Yesterday, despite what else I may have mentioned, I also got a little treat. From my new book friend (who you'll meet soon), a small book-shaped box filled with Hershey's kisses. Totally unexpected and totally welcome.
And how did she know about my Dickens fetish? Somehow I must exude that. Bleak House, with its labyrinthine and gloomy descriptions of the Court of Chancery, is a favorite, as is Nicholas Nickleby and the heartbreaking tale of the relationship between Nicholas and poor Smike. Gosh, I cried my eyes out over the book and the original BBC stage production starring Roger Rees and David Threlfal. (It's eight hours of the purest, most memorable Dickensian experience you can have. And you can own it or rent it because it's on DVD.)
But my favorite story might be Little Dorrit. For some reason, reading about "the child of the place," a little girl who grew up in a debtor's prison and remained a lovely, innocent soul has always stayed with me. I know that Dickens based this character on his own experience as a child, having endured the misery and embarrassment of his father's own economic ruin that brought his own family to the Marshalsea prison. (On my one and only ever visit to London, that pilgrammage to the remains of the Marshalsea was a must-visit for me.)
Anyway, the concept of a dark Dickensian novel containing a sweet treat made me think.

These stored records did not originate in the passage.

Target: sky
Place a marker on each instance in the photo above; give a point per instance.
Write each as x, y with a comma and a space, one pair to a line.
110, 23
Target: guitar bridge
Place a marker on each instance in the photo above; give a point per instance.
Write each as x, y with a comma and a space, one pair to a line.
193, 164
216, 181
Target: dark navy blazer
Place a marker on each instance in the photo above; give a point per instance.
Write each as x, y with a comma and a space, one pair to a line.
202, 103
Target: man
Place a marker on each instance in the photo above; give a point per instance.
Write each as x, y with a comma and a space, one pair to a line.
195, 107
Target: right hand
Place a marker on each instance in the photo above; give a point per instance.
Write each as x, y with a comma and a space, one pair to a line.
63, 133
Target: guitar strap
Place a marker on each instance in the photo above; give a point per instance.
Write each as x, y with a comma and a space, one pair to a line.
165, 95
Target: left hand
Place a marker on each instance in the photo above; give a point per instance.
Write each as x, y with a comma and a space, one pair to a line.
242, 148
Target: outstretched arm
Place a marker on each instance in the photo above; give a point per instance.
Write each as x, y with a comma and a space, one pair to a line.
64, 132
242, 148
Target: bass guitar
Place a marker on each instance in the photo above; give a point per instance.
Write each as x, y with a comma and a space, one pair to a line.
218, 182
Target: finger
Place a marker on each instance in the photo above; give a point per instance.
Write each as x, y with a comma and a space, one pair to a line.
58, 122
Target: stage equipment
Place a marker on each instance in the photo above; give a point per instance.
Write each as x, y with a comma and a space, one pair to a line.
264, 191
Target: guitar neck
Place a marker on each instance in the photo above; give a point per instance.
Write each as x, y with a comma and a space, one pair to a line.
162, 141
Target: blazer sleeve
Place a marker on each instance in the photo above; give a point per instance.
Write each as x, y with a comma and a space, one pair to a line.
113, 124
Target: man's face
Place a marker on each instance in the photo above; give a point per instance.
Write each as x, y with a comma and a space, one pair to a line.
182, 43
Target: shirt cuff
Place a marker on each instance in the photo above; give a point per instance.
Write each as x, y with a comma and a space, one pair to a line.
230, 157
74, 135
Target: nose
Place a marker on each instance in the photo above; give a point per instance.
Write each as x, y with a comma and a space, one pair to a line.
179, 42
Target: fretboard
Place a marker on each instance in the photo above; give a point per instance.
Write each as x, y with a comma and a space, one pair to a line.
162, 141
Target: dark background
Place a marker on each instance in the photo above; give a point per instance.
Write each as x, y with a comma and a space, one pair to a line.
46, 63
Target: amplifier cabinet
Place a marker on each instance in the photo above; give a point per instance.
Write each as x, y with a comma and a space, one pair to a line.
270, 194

Times in general seem quite Dickensian of late. When I watched Slumdog Millionaire recently, I couldn't help thinking that it was an updated version of Oliver Twist, with those poor mudlarks trying to escape a world of cruel poverty.
Today, it's official. The giant Virgin megastore on the corner of Market and Stockton is going out of business. What's next? Barney's up the street? The new Ferrari store that just opened a few months ago?
So many store fronts are closed downtown. More and more people unemployed.
I was eating a can of soup for lunch yesterday and feeling somewhat waifish about it. The fact that I have to decide if I can afford a sandwich just isn't something I thought I'd have to ever worry about. I guess I can say the Global Economic Crisis (or the GEC, as julochka calls it) will have a slimming effect on my waistline, but still... For a long time, I've not had a credit card, and just paid for what I needed or wanted from what I earned, but even that doesn't make me feel too much better.
It's like we all somehow entered the Global Marshalsea together, and I'm not sure how or when we're getting out. I just hope there's a reward for us somewhere, and not just that we survived.
ps.: after embezzling some lunch money, I just read Thomas Friedman's column today. Don't do that while you're eating your purloined lunch.